Malonchot streifte sich dünne Handschuhe über und drehte den Toten mit einer merkwürdig delikaten Handbewegung um.

»Oh«, sagte Rebecca, seltsam betroffen.

»Hmm«, sagte Malonchot. Er stellte sich unter die alte Eiche, dahin, wo Yves vor seinem Fall gestanden haben musste, und sah nach allen Seiten: nach rechts - der Stamm der Eiche. Nach links - die Ziegenweide. Nach hinten - der Wald, und sogar nach oben in die Eiche, wo vor zwei Tagen triumphierend das Winterlamm geblökt hatte und wo nun die erste Krähe saß wie eine schwarze, fremde Frucht. Schließlich blickte er nach vorne, direkt zu Rebeccas Schäferwagenfenster hinüber.

»Er... er hat mich beobachtet, nicht wahr?« Rebecca hatte auf einmal Tränen in den Augen. »Ein Spanner!«

Malonchot berührte sie vorsichtig an der Schulter. Eine so vorsichtige Bewegung hätten die Schafe dem großen und breiten Malonchot gar nicht zugetraut.

»Machen Sie sich nichts daraus, Mademoiselle«, sagte Malonchot. »Wenigstens wissen wir jetzt, warum er hier war.
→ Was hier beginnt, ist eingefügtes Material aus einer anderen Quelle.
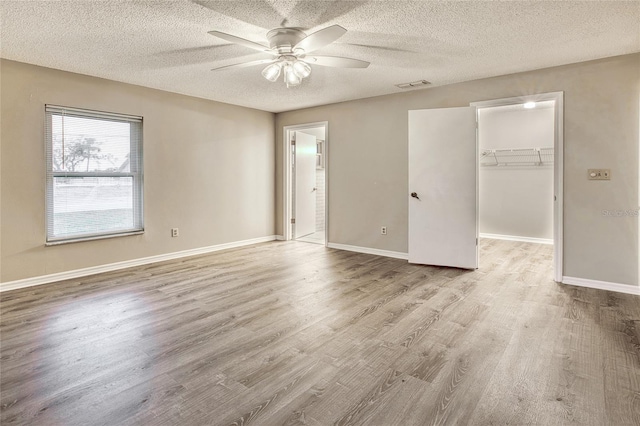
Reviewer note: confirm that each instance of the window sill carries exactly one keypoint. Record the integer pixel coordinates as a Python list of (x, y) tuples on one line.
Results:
[(101, 237)]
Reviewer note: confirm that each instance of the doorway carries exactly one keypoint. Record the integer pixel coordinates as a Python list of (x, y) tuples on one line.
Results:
[(444, 167), (520, 173), (305, 148)]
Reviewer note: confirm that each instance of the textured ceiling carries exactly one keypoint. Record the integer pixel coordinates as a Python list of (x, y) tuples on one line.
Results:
[(165, 45)]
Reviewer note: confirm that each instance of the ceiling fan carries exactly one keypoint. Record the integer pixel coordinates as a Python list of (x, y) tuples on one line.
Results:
[(290, 48)]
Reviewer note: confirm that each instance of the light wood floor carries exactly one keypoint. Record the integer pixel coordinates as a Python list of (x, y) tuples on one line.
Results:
[(288, 333)]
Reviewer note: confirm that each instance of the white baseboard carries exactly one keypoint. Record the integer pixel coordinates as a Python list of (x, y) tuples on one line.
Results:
[(77, 273), (602, 285), (517, 238), (367, 250)]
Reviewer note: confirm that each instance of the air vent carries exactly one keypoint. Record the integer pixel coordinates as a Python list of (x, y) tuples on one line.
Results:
[(413, 84)]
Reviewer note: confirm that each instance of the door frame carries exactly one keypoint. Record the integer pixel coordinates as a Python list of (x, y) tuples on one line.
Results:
[(287, 190), (558, 166)]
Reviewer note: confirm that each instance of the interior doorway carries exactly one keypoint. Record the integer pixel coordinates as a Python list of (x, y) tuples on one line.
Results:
[(306, 182), (520, 171)]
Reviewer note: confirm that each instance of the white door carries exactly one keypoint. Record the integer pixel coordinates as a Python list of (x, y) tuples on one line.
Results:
[(443, 175), (305, 182)]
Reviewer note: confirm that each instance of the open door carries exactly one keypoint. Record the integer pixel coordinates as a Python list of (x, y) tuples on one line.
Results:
[(443, 182), (305, 184)]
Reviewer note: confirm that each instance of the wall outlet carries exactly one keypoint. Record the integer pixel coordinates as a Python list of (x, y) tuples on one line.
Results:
[(599, 174)]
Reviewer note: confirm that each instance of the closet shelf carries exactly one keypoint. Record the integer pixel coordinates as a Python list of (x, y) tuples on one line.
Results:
[(516, 157)]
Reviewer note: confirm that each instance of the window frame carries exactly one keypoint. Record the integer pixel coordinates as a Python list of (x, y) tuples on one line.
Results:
[(135, 173)]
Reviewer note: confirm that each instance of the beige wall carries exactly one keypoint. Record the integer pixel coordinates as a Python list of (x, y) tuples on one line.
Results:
[(368, 160), (208, 170)]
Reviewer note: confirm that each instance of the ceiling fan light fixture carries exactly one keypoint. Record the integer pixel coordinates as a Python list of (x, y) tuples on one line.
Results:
[(272, 71), (301, 68), (291, 78)]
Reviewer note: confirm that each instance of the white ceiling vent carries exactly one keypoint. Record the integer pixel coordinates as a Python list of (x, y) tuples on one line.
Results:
[(414, 84)]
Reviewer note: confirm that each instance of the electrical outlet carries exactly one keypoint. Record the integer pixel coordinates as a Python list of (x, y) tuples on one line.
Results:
[(599, 174)]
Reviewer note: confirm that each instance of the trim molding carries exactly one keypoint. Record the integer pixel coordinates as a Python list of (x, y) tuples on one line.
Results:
[(367, 250), (602, 285), (517, 238), (77, 273)]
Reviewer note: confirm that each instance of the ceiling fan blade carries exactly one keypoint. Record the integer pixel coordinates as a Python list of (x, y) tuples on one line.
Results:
[(336, 61), (245, 64), (320, 38), (241, 41)]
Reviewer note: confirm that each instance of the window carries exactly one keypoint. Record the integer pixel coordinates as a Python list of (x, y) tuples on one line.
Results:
[(94, 174)]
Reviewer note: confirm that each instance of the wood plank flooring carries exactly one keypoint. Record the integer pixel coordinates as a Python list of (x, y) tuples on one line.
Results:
[(291, 333)]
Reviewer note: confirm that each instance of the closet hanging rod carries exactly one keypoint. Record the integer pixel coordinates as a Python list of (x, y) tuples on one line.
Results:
[(516, 157)]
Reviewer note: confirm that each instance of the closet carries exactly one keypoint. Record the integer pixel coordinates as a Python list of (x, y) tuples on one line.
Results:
[(516, 172)]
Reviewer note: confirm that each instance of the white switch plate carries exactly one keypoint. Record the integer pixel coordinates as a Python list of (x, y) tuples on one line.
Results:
[(599, 174)]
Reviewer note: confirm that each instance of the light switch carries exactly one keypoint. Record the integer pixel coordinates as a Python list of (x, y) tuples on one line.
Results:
[(599, 174)]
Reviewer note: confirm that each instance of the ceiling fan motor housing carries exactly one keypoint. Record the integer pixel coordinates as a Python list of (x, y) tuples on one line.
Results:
[(283, 40)]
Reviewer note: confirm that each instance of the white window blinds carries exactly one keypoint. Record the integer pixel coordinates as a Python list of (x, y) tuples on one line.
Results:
[(94, 174)]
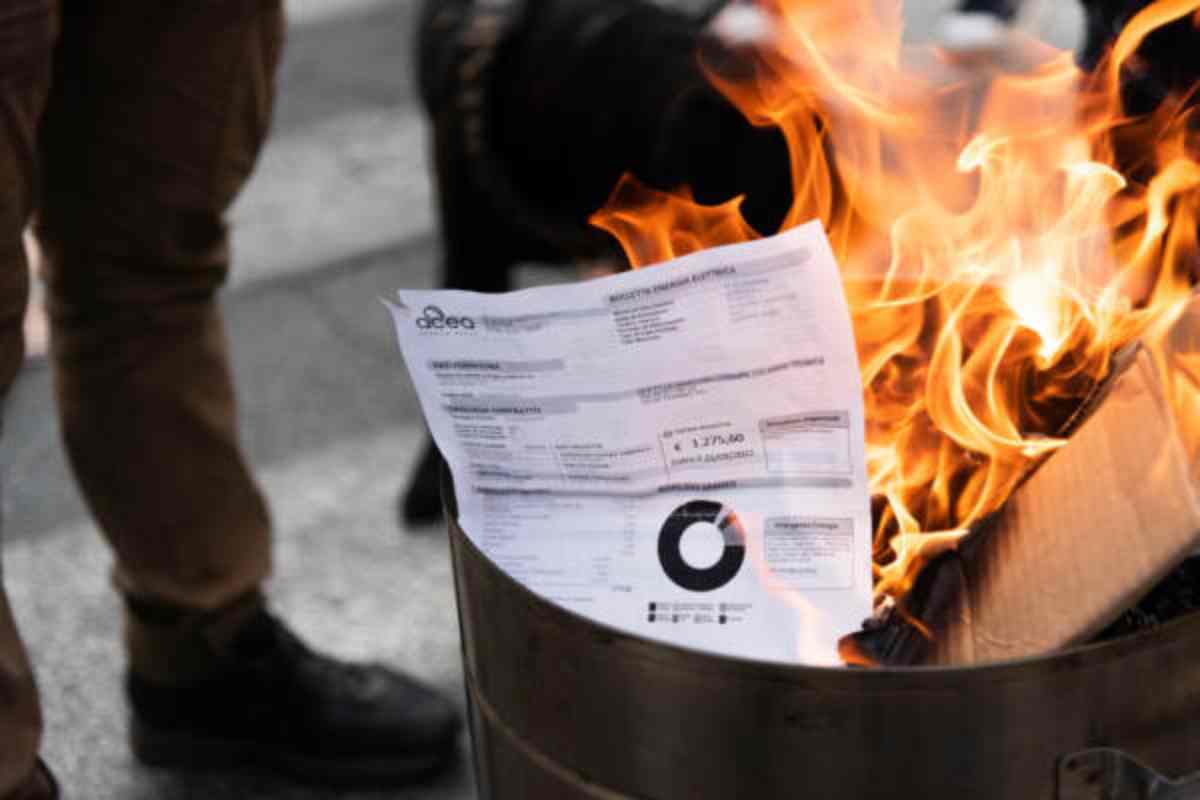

Wollen Sie vielleicht kurz reingehen?«

Rebecca schüttelte den Kopf. »Bloß nicht. Da drinnen schläft meine Mutter ihren Rausch aus.«

»So.« Malonchot knöpfte Yves' steifes Hemd auf und gab einen zufriedenen Laut von sich.

»Aha! Sehen Sie, hier ist die Kugel wieder ausgetreten. Das heißt, er wurde aus nächster Nähe erschossen. Und das bedeutet, dass die Kugel nicht weit ist. Manchmal bleiben sie sogar in der Kleidung...«

Malonchot tastete Yves' Hemd ab.

»Aha!«, sagte er dann wieder und zog einen kleinen, glänzenden Kasten aus Yves'Brusttasche.

»Im Zigarettenetui stecken geblieben! So was habe ich noch nie... Wie im Film! Außer natürlich, dass die Kugel von der falschen Seite kam! Das ist wirklich außergewöhnlich!«

Malonchot strahlte Rebecca rotwangig an und sah auf einmal ausgesprochen glücklich aus.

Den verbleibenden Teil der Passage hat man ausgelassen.